The simulations revealed that there should be a burst of TDEs for the first 1-100 million years, depending on the exact simulation parameters. During this time period, the TDE rates greatly exceed that expected from two-body relaxation, which is what sets the rates of TDEs in single SMBH systems. However, if the stars near the black hole are not replenished after this period, either from star formation near the nucleus or some dynamical effects, then the rates of EKL-driven TDEs drop to less than those of two-body relaxation. This is highlighted in Figure 2, which shows the EKL-driven TDE rate as a function of time in these dynamical simulations. So, our best hope for catching TDEs around the smaller black hole in a binary pair is relatively quickly after it enters the binary.

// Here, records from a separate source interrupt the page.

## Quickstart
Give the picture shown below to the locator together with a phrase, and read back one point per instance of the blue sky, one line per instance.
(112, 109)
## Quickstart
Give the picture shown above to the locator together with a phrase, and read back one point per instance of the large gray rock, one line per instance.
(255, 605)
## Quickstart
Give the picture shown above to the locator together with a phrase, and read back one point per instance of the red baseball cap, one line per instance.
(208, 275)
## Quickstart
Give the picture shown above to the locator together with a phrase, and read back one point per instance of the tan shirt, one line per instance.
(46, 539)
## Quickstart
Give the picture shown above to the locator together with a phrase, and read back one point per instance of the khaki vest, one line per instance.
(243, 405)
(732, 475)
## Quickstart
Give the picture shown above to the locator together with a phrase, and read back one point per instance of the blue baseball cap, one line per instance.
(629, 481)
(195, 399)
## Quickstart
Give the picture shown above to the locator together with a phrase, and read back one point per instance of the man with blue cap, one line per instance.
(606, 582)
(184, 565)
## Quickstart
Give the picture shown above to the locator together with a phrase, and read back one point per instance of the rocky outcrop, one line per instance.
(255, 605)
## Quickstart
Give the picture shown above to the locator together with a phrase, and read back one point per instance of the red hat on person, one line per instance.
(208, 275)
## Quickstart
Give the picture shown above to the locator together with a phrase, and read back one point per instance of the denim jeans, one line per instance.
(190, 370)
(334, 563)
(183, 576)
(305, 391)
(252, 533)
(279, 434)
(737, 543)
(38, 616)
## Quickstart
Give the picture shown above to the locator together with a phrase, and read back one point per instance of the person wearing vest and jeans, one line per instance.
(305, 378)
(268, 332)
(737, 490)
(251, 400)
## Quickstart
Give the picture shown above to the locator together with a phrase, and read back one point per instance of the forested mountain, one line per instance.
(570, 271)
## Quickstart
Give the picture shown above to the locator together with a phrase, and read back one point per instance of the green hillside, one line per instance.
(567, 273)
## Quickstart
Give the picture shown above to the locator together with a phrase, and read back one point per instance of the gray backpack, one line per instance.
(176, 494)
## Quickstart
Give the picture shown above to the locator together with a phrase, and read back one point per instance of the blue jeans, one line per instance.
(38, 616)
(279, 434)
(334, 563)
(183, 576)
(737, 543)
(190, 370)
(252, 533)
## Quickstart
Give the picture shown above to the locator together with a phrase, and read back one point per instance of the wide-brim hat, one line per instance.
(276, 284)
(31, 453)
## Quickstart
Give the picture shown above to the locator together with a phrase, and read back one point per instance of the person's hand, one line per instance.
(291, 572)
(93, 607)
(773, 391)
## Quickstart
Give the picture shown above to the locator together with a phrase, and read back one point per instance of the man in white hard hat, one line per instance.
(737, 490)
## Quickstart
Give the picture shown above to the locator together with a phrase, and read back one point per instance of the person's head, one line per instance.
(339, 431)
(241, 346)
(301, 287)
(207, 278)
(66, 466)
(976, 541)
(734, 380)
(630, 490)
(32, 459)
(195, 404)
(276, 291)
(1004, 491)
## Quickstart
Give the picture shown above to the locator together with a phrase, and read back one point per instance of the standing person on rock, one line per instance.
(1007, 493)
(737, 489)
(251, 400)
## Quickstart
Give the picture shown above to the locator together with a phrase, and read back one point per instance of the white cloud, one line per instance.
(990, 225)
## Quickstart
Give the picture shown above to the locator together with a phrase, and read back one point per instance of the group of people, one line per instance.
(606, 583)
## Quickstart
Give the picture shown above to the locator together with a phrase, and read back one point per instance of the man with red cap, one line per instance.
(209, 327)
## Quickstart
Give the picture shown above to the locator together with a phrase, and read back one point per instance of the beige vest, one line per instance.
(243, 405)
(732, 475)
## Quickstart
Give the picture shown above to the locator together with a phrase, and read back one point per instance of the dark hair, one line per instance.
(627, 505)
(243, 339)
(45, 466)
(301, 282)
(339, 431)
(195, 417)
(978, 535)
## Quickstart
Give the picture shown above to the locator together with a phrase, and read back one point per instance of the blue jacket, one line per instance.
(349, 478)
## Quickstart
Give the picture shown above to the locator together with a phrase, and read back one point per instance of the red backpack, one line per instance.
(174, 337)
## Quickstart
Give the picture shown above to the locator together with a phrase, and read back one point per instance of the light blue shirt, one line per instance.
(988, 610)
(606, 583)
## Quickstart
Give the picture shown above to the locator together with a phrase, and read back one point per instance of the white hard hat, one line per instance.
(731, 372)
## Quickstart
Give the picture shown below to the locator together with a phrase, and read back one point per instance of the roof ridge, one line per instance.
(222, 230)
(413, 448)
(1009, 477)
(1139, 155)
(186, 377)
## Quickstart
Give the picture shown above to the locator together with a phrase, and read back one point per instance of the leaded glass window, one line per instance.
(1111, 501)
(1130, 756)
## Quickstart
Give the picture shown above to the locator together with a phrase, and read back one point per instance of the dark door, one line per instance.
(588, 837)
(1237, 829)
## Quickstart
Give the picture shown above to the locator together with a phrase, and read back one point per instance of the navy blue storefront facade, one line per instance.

Finding SMBH Binaries with TDEs
To end, the authors leave us with a potential way to search for SMBH binaries using these TDEs. This method relies upon the fact that the two black holes in the binary will dominate two different observable properties. On one hand, the gravitational potential of the galactic nucleus where these two black holes reside will be dominated by the larger of the two black holes, meaning that host galaxy properties that scale with the galaxy’s central black hole mass will be set by this larger black hole. On the other hand, the light curve from a given TDE is set by the mass of the black hole that the star is accreting onto, which in this case is the smaller black hole. This means that if we see a TDE that seems to be coming from a small black hole, but is actually happening in a galaxy that’s far too big to host such a black hole, then there’s strong evidence that this could be a SMBH binary system! And so, while three may be a crowd, on its way out of the party, this unlucky star will actually shed some light on its black hole companions.